The couple had been due to be sentenced on Friday, but took drugs overdoses on Thursday night and were admitted to Gloucestershire Royal Hospital.

They were discharged on Friday night and spent the weekend at home under the supervision of a mental health crisis team.

Gloucester Crown Court heard how the children “suffered terribly” at the hands of the married couple.

Jailing them for two years each, Judge Jamie Tabor QC said that although it was not a case of deliberate cruelty, they were “inadequate, stupid, stubborn and incompetent” parents.

They had failed to keep medical appointments for the children or take advice and had forced them to live in squalor, he said.

Judge Tabor told the pair it was likely the children – who have now all been taken into care and are being adopted – would be scarred for life by the “abject failure and negligence”.

The pair, from the Stroud area, pleaded guilty to neglect of five children between July 2007 and December 2012.

They lived in a filthy, stinking house throughout that time, despite teachers, social workers and health professionals all becoming at least partly aware of the problems.

It was only when one child was admitted to hospital with severe nappy rash that the scale of the neglect was realised by the care agencies.

Soon after the little girl went to hospital, two other children were also admitted – and then urgent care proceedings were launched to remove all the couple’s children.

The youngsters were suffering from problems including malnutrition, lice and flea infestation and were grubby and smelly, said prosecutor Kerry Barker.

When police went to arrest the parents, they were shocked at the filthy state of the house.

The children’s bedrooms stank of urine and animal faeces. Dirty clothing was still lying around on the floors. The kitchen was dirty and smelled of stale food. The house was generally grimy and dirty, Mr Barker said.

“The officers were shocked that children had been allowed to live in those conditions. And, of course, that was two months after the children had been removed,” said Mr Barker.
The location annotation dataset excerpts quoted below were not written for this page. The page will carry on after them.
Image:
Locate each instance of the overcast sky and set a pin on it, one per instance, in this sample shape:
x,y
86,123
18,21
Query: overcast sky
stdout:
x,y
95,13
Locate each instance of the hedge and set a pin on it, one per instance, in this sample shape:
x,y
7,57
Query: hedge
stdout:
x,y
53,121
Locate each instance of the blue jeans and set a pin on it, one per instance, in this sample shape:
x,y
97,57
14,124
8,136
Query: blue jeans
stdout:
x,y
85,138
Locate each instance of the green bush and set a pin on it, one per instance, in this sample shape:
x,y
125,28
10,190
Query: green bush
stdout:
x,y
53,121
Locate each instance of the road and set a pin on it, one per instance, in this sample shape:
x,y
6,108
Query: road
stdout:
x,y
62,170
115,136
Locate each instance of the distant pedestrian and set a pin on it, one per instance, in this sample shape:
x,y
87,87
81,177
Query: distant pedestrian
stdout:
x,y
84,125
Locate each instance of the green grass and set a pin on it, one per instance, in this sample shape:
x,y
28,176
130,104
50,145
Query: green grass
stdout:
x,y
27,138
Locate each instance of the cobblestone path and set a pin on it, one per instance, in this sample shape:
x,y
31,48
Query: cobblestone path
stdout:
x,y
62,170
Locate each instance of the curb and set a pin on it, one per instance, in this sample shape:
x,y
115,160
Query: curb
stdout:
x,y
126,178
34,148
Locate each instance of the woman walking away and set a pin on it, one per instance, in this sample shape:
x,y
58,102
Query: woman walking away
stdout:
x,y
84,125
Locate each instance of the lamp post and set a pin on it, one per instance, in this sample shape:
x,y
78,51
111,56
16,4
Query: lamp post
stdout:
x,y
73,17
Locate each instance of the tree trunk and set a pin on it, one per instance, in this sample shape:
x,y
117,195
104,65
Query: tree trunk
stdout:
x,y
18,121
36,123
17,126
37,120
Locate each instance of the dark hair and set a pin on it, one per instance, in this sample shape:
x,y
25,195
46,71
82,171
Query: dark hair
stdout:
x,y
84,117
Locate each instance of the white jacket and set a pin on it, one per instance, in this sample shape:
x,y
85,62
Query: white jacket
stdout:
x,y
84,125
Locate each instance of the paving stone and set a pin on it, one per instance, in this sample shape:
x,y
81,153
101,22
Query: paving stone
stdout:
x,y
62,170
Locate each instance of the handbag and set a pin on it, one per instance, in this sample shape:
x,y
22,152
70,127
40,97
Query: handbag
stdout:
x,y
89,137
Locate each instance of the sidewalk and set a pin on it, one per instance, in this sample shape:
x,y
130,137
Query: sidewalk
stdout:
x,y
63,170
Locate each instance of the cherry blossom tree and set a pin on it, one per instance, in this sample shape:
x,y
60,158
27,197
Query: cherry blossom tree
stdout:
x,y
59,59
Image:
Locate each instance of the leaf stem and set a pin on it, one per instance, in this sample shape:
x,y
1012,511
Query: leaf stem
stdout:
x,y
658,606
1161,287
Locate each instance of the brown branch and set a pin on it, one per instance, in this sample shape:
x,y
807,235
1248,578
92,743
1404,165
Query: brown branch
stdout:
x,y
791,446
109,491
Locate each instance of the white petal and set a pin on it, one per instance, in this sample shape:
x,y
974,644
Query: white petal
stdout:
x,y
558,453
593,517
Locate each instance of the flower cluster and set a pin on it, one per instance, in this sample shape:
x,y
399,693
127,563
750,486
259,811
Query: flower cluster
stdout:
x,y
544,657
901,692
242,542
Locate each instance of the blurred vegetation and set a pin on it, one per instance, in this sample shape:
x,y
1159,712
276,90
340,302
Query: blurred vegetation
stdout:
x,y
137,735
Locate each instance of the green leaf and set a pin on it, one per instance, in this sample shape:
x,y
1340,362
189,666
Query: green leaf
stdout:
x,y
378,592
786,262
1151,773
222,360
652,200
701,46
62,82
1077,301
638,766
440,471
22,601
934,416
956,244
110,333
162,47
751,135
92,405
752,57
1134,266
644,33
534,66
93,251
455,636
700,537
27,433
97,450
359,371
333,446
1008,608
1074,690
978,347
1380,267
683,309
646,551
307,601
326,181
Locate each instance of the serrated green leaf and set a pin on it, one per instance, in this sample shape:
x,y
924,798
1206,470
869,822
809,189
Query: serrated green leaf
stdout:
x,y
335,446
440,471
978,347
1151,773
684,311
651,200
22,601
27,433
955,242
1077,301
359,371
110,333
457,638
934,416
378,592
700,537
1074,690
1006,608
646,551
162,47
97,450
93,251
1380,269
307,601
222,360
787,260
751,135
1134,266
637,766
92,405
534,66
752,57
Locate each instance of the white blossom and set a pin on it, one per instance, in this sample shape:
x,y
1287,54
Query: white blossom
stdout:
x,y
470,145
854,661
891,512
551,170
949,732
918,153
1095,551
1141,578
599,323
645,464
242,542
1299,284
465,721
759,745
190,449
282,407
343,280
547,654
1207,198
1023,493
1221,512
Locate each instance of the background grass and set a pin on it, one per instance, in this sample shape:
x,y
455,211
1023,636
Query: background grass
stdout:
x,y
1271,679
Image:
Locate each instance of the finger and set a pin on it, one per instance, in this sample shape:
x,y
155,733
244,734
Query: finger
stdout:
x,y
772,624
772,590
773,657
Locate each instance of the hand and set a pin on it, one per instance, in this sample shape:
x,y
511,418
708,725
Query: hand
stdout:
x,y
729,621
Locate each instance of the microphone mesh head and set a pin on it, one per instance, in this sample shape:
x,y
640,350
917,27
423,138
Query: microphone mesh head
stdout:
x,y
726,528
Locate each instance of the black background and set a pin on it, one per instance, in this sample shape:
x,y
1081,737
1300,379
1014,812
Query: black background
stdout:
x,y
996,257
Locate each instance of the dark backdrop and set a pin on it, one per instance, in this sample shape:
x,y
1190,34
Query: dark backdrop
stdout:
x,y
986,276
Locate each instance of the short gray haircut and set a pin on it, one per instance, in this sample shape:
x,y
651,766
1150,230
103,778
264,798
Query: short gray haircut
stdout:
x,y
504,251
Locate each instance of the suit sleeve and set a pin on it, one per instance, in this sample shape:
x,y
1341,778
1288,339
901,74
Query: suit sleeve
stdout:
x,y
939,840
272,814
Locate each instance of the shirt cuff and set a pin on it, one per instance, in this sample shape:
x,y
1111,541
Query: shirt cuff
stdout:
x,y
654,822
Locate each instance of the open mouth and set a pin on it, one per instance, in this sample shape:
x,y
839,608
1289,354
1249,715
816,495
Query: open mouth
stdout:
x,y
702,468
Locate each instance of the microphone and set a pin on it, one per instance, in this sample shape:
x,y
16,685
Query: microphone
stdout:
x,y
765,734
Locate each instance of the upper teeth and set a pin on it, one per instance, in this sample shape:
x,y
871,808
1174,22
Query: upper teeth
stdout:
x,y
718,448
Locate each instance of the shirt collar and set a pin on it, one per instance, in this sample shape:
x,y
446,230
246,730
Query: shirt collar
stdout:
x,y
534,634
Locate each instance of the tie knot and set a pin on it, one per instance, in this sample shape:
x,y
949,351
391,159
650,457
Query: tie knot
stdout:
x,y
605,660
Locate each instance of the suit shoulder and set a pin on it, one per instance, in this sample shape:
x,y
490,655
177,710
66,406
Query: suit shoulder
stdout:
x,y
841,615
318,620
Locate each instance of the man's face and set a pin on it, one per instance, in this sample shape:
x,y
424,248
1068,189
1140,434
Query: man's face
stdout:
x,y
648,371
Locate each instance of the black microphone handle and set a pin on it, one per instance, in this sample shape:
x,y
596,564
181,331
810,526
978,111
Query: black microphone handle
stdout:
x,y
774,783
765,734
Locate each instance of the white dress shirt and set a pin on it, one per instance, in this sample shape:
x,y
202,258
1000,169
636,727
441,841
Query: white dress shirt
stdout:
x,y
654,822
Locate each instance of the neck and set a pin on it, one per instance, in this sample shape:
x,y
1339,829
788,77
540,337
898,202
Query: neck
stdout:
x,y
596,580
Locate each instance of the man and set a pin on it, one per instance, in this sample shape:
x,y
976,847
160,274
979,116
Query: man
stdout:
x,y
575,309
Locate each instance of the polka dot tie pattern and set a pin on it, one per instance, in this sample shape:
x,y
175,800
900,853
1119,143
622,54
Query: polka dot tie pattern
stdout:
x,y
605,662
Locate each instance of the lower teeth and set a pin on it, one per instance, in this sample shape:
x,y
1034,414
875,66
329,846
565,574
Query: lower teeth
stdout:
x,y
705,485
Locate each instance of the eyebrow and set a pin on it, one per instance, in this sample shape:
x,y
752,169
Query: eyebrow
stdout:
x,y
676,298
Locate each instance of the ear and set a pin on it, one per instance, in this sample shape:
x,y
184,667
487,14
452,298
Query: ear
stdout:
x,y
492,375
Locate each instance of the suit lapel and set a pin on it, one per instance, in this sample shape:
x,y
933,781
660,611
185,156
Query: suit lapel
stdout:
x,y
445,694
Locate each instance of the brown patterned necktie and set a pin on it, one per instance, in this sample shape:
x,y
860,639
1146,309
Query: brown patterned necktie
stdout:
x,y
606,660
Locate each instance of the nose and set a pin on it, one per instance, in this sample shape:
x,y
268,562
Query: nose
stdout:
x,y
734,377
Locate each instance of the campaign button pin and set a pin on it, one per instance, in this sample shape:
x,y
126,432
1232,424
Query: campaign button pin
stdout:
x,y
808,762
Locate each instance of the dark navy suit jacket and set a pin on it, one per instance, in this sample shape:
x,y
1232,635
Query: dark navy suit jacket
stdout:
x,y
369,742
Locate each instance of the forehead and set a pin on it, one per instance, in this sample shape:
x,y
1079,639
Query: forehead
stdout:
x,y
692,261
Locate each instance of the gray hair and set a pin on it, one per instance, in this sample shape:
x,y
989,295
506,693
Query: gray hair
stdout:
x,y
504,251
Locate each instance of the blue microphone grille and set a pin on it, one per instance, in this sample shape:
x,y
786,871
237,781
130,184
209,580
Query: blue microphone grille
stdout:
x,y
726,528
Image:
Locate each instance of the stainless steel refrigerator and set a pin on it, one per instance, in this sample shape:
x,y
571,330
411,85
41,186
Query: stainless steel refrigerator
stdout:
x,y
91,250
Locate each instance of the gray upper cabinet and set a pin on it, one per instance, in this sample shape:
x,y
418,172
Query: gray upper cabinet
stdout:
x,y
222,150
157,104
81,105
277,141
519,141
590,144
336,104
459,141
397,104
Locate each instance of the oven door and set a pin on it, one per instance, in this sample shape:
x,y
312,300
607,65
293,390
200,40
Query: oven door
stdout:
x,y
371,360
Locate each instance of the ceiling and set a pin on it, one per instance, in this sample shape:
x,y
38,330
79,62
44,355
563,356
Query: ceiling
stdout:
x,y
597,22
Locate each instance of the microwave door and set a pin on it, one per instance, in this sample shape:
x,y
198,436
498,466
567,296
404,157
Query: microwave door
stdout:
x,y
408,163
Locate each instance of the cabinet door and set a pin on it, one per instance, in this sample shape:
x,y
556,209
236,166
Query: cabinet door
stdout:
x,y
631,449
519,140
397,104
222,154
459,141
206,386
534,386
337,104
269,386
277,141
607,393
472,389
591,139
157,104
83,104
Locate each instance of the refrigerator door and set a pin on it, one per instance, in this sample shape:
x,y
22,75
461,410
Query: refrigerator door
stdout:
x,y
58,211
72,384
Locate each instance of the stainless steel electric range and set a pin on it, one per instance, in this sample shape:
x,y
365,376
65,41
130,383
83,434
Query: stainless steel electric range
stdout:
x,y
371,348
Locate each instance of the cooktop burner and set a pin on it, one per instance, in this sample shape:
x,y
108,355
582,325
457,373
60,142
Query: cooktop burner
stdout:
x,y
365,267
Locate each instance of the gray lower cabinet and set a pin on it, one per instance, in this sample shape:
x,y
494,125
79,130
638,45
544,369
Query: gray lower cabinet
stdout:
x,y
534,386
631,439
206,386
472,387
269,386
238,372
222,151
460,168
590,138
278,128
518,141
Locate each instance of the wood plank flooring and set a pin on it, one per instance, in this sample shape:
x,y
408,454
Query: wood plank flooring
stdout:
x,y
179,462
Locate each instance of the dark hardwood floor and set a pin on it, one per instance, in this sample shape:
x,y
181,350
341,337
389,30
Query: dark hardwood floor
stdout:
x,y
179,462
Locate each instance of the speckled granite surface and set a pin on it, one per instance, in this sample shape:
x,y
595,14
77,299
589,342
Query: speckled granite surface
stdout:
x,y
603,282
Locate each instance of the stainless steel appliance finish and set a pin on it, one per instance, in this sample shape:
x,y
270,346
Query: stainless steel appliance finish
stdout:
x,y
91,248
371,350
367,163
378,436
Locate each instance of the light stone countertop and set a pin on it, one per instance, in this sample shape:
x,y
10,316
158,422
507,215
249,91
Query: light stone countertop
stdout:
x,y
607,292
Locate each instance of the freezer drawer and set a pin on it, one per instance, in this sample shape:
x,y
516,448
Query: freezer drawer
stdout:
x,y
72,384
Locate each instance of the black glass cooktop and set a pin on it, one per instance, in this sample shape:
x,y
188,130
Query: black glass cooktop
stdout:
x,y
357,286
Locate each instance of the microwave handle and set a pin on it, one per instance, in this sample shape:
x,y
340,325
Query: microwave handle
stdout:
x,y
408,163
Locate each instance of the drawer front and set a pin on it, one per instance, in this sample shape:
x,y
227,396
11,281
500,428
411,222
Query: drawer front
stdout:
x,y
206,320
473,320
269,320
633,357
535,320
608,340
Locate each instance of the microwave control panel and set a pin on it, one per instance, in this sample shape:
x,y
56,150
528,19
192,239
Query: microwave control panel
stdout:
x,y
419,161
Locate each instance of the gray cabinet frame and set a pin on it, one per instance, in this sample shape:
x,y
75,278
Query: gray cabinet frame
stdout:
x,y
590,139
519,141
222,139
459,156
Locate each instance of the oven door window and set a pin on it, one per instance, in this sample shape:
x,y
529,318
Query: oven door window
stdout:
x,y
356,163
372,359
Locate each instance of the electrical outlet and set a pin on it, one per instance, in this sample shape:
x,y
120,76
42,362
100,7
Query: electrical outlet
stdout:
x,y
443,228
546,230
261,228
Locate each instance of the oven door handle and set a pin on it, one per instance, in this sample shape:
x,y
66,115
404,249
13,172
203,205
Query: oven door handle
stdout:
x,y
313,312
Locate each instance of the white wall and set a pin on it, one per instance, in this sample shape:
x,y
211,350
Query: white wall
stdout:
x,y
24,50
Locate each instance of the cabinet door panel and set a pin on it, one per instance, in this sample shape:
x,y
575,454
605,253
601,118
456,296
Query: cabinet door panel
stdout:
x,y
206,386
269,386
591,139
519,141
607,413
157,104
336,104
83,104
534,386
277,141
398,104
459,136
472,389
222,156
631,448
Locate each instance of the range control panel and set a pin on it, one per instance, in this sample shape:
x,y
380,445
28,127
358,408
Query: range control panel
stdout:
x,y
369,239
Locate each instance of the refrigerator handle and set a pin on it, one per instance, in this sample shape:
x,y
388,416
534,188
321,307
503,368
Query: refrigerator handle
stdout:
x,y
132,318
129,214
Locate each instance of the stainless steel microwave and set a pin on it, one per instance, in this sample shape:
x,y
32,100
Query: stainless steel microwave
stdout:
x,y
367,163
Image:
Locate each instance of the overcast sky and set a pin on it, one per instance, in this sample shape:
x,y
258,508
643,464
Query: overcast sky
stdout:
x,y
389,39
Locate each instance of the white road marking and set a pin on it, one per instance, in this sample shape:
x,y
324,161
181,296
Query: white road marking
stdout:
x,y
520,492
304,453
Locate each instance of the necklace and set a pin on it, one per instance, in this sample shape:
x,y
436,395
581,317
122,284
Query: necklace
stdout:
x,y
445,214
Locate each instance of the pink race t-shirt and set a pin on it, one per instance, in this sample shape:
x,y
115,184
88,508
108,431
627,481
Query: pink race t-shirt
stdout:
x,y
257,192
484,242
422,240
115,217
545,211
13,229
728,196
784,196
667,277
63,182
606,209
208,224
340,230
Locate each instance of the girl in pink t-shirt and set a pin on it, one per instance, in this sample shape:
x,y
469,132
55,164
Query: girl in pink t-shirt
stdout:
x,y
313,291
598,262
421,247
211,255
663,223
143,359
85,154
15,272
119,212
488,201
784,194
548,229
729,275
For years, the smelly, lice-ridden, undernourished state of the children had been obvious to teachers and medical professionals, who repeatedly contacted the parents to voice their concerns, Mr Barker said.

The situation dragged on because the mother, particularly, failed to engage with the agencies and did not keep appointments with doctors and social workers. She would get angry and hostile when professionals contacted her about their concerns for the children.

Judge Tabor said “This is not a case of deliberate hurtful behaviour and assault, but one of wilful neglect. “ He said the consequences for the couple were that they would never see their children again.

“Both defendants are inadequate, stupid, stubborn, and incompetent but they did not deliberately inflict pain and suffering on the children and they tried their limited best to bring up the children.”

He took into account, he said, that they were of previous good character and had pleaded guilty at an early stage.

He also accepted that they suffered from physical disabilities which impeded their ability to care for children.

After the case Roger Clayton, the chairman of the Gloucestershire Children Safeguarding Board, said “The neglect these children suffered was unacceptable.

“I’m pleased that because action has been taken the children are now safe and doing well, and their parents have been successfully prosecuted.

“The Board had already been focusing on neglect as an issue and so we decided that a Serious Case Review would help us understand what happened in this particular case and what we can do differently in the future. It’s not appropriate for us to say anything more until the review is concluded.

“However, strong action has been taken by all partners to improve the way we protect children at risk of neglect. We’ve seen a substantial rise in the number of children who’ve been adopted because we are identifying children at risk earlier.”